Rossi fu un personaggio scomodo, riuscito nell’impresa di provocare l’ostilità sia della parte politicamente avversa che di quella in teoria – ma solo in teoria – da cui avrebbe dovuto ricevere un sostegno incondizionato. Non disposto al do ut des e benché la presenza nell’esecutivo di alcuni personaggi non facesse pensare certo a propositi innovativi (il conservatore Cicognani alla Giustizia e Vizzardelli, uomo legato al tradizionalismo cattolico, all’Istruzione), la conferma del suo peso preminente nelle politiche governative fu l’istituzione – a pochi giorni dall’inizio del mandato – delle cattedre di Economia e Diritto commerciale a Roma e Bologna e il blocco dei beni che numerosi alti prelati erano soliti trasferire all’estero. L’imperativo era certamente quello di avviare un forte risanamento delle casse dello Stato, ma anche quello di dare luogo allo svecchiamento delle cariche. La lotta alla corruzione, il drastico taglio degli uffici amministrativi pontifici e il suo veto a ogni possibilità che potesse far pensare a un intervento militare dello Stato della Chiesa contro l’Austria, fecero probabilmente il resto. E senza la necessità di fare ulteriori elenchi dei propositi del giurista carrarese, si pensi alla tensione creatasi intorno alla sua persona un po’ovunque: tra i patrioti repubblicani, che videro indebolirsi le speranze di unificare le province italiche sotto un unico Stato e tra gli ambienti “legittimisti” del clero, che correvano il rischio di veder affievolirsi i privilegi di tipo feudale (ne fu interessata anche la milizia pontificia) mantenuti per secoli.
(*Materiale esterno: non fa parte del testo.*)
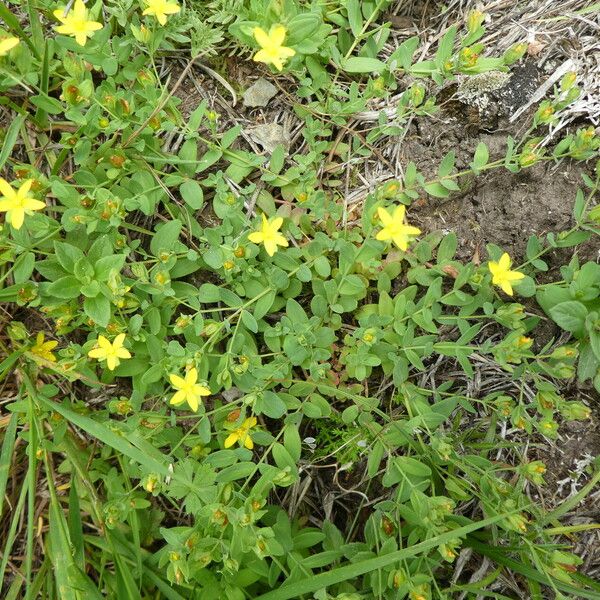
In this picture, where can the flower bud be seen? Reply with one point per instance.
(514, 53)
(475, 19)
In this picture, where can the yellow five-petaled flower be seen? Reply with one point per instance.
(112, 353)
(269, 235)
(76, 23)
(188, 390)
(17, 204)
(160, 9)
(44, 349)
(502, 276)
(394, 227)
(272, 51)
(242, 434)
(7, 44)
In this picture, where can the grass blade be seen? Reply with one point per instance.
(8, 445)
(348, 572)
(10, 139)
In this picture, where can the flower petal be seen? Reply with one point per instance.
(122, 353)
(192, 401)
(118, 341)
(277, 35)
(270, 247)
(232, 438)
(98, 353)
(401, 241)
(262, 37)
(6, 189)
(385, 216)
(504, 262)
(112, 362)
(176, 381)
(104, 343)
(191, 376)
(33, 204)
(256, 237)
(177, 397)
(17, 216)
(201, 390)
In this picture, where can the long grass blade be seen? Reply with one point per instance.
(8, 445)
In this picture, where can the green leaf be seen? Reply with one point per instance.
(264, 304)
(98, 309)
(10, 139)
(65, 287)
(570, 316)
(312, 583)
(249, 321)
(192, 194)
(358, 64)
(165, 237)
(354, 16)
(50, 105)
(481, 157)
(8, 444)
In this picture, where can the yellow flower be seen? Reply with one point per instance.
(269, 235)
(242, 434)
(44, 349)
(187, 389)
(272, 51)
(160, 9)
(111, 353)
(502, 276)
(17, 204)
(394, 228)
(76, 23)
(7, 44)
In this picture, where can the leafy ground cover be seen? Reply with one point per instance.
(292, 306)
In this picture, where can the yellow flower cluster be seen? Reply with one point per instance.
(17, 204)
(76, 21)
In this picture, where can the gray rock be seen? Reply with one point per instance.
(269, 136)
(259, 93)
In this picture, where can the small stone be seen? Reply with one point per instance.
(269, 136)
(259, 93)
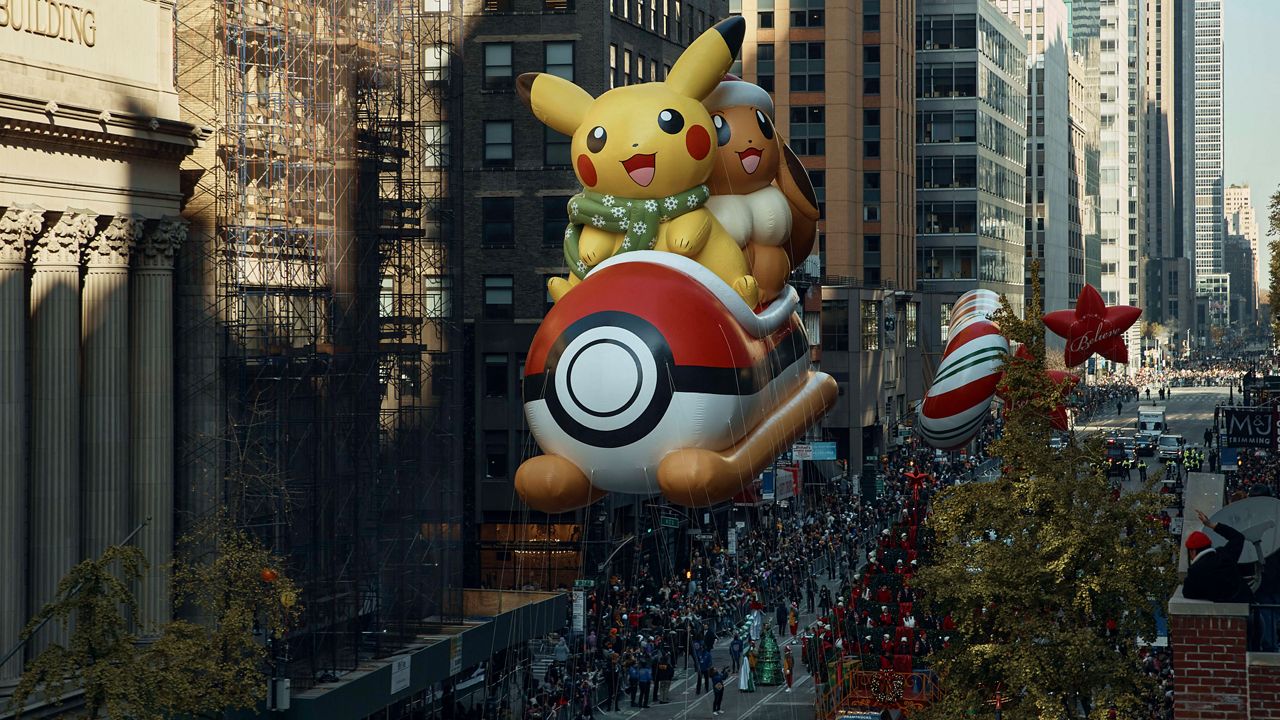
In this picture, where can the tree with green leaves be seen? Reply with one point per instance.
(1274, 288)
(193, 669)
(1050, 574)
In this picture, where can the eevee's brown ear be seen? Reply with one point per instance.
(798, 188)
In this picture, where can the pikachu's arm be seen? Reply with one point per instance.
(595, 246)
(795, 186)
(689, 233)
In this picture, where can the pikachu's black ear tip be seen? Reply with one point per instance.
(734, 31)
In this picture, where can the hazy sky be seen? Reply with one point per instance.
(1252, 113)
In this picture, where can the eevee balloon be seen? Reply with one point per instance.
(759, 190)
(643, 154)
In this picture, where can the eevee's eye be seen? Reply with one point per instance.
(671, 122)
(597, 139)
(722, 131)
(766, 126)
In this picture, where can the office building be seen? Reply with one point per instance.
(1206, 60)
(90, 199)
(1084, 209)
(970, 113)
(1169, 299)
(1240, 220)
(842, 77)
(1046, 196)
(1114, 31)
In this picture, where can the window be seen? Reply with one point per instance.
(494, 374)
(764, 67)
(560, 59)
(556, 149)
(835, 326)
(818, 178)
(497, 65)
(869, 314)
(496, 455)
(498, 222)
(498, 297)
(913, 324)
(808, 13)
(808, 67)
(498, 147)
(809, 130)
(554, 219)
(435, 144)
(871, 187)
(871, 16)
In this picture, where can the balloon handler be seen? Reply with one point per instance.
(657, 369)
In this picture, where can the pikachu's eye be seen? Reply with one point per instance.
(671, 122)
(722, 131)
(766, 126)
(597, 139)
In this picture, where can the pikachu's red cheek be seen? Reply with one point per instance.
(698, 141)
(586, 171)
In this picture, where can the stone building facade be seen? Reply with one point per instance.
(90, 199)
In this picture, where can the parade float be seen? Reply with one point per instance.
(673, 359)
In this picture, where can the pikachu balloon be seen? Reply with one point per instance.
(643, 154)
(760, 192)
(658, 369)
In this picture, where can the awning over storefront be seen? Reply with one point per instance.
(494, 620)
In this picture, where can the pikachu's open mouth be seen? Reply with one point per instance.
(640, 168)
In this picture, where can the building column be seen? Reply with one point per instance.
(18, 228)
(152, 417)
(55, 488)
(105, 327)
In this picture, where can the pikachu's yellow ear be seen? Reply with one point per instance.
(703, 65)
(556, 101)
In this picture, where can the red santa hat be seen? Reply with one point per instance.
(1198, 541)
(736, 92)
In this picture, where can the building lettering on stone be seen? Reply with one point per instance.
(90, 199)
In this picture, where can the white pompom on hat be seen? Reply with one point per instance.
(736, 92)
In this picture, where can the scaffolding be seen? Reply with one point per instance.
(315, 299)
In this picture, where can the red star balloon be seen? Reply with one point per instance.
(1061, 378)
(1093, 327)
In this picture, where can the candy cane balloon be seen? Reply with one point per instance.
(972, 365)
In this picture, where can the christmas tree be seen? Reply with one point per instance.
(769, 660)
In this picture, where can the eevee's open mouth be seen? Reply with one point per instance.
(640, 168)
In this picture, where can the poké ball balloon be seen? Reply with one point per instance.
(654, 376)
(643, 154)
(760, 192)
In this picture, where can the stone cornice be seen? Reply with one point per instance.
(18, 227)
(160, 244)
(68, 124)
(112, 247)
(62, 244)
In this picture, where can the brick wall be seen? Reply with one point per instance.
(1264, 686)
(1216, 678)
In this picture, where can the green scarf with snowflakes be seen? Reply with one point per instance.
(638, 219)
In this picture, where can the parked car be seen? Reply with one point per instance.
(1118, 460)
(1171, 447)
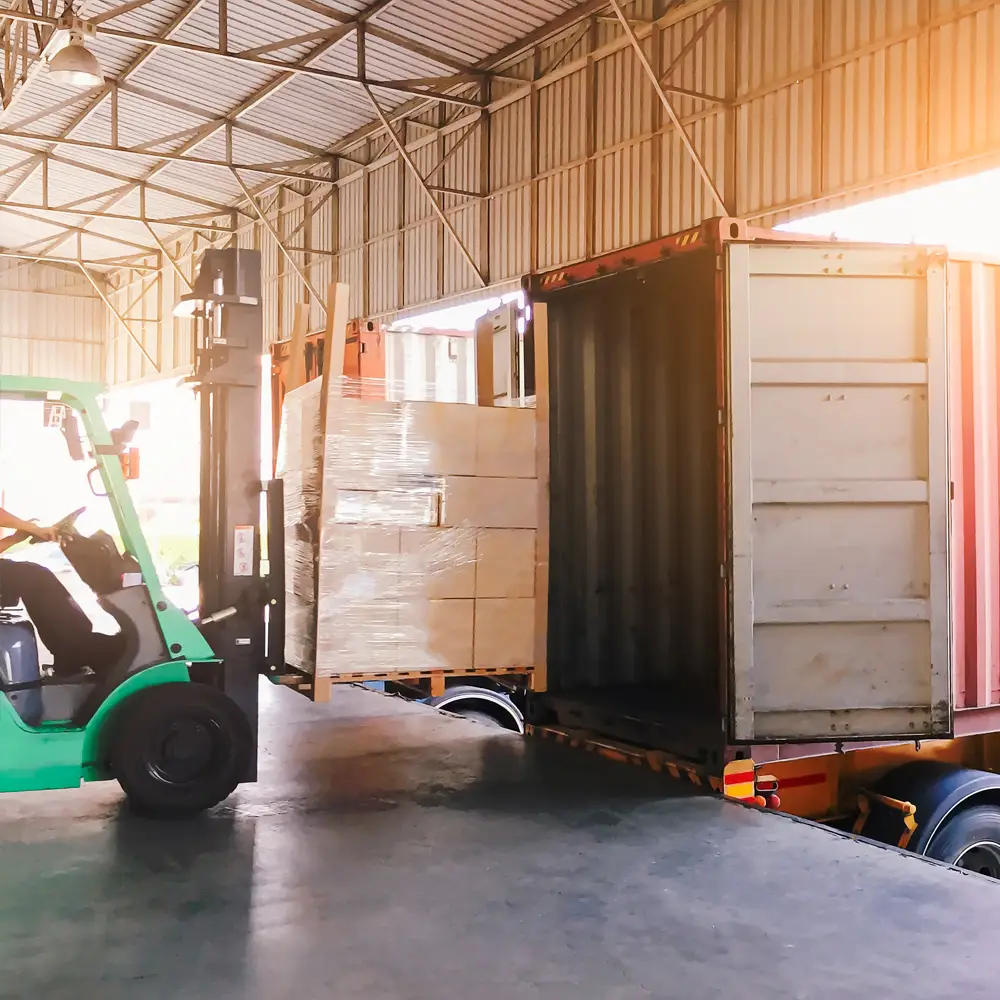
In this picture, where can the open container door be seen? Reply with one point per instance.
(839, 493)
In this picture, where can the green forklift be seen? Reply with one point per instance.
(174, 718)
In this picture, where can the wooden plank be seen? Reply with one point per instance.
(334, 345)
(484, 362)
(296, 372)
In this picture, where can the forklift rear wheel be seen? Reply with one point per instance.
(179, 749)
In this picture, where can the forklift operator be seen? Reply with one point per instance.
(63, 627)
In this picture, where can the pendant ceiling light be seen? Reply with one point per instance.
(74, 65)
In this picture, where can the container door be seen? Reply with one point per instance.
(839, 492)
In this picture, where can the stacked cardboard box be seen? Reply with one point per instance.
(427, 534)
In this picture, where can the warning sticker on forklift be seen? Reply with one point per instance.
(243, 550)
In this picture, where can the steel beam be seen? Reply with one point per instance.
(640, 53)
(415, 170)
(167, 256)
(286, 253)
(117, 315)
(103, 147)
(295, 68)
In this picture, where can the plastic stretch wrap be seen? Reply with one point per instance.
(298, 464)
(426, 553)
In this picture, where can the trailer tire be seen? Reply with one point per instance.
(970, 839)
(481, 717)
(178, 749)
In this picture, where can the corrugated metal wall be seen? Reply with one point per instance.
(52, 323)
(790, 103)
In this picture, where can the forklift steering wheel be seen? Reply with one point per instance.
(63, 526)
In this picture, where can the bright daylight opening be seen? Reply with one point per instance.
(962, 215)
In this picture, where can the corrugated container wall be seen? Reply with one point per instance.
(791, 105)
(52, 323)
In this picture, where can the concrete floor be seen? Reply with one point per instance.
(389, 853)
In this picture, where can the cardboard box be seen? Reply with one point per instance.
(358, 635)
(438, 563)
(505, 562)
(364, 444)
(418, 506)
(505, 632)
(475, 502)
(437, 635)
(361, 563)
(505, 442)
(441, 439)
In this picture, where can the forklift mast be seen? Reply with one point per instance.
(229, 347)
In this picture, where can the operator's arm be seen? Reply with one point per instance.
(11, 540)
(8, 520)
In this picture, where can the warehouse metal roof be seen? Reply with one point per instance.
(201, 95)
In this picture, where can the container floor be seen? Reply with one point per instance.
(651, 715)
(390, 853)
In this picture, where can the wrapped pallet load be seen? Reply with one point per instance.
(410, 534)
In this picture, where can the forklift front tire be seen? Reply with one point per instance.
(178, 749)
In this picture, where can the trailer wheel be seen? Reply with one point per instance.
(481, 717)
(179, 749)
(970, 840)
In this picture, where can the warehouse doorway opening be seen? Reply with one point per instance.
(962, 215)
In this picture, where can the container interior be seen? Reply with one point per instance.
(635, 632)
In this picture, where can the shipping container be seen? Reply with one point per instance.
(749, 493)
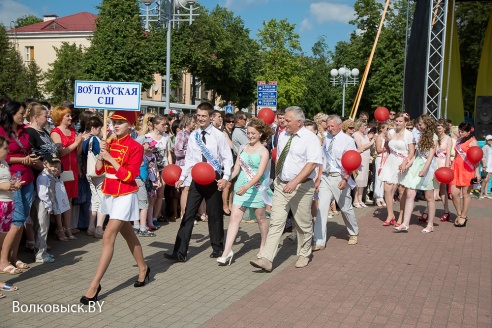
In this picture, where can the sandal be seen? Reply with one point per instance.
(9, 288)
(428, 229)
(60, 235)
(30, 245)
(10, 269)
(445, 217)
(21, 265)
(69, 234)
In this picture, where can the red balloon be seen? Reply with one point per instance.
(203, 173)
(444, 175)
(351, 160)
(381, 114)
(267, 115)
(474, 154)
(171, 174)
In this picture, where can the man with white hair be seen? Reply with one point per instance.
(298, 154)
(335, 183)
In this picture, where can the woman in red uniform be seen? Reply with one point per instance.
(464, 172)
(120, 160)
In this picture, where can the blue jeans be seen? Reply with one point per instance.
(23, 200)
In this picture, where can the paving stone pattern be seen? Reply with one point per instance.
(442, 279)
Neppure la stampa fu tenera con Rossi; la stessa Civiltà Cattolica lo accusò di aver creato motivi di scontro tra la popolazione e i poteri costituiti, mettendo in pericolo l’ordine pubblico e l’incolumità di S.S. Pio IX. Le minacce erano ora mai all’ordine del giorno. La tarda mattinata di mercoledì 15 novembre lo statista si recò in Via Condotti, a poche centinaia di metri da casa, per una breve visita all’ambasciata di Malta, e di lì a Palazzo della Cancelleria, dove stazionava una folla minacciosa e dove non entrò mai. La giustizia pontificia si affrettò a chiudere il caso in seguito all’accusa contro una serie di personaggi (tra cui uno dei figli del celebre Brunetti, detto Ciceruacchio) per i quali non vi fu certezza che fossero autori o mandanti dell’accoltellamento ai danni del ministro. Leggendo i verbali, oltre ai depistaggi e alle testimonianze contraddittorie, ciò che lascia perplessi è il vuoto (non solo politico) lasciato intorno a Rossi da parte del suo entourage e della sua scorta, la quale, defilandosi improvvisamente al momento dell’omicidio,  lasciò liberi di agire chiunque fossero gli assassini. Almeno di questo vi è certezza.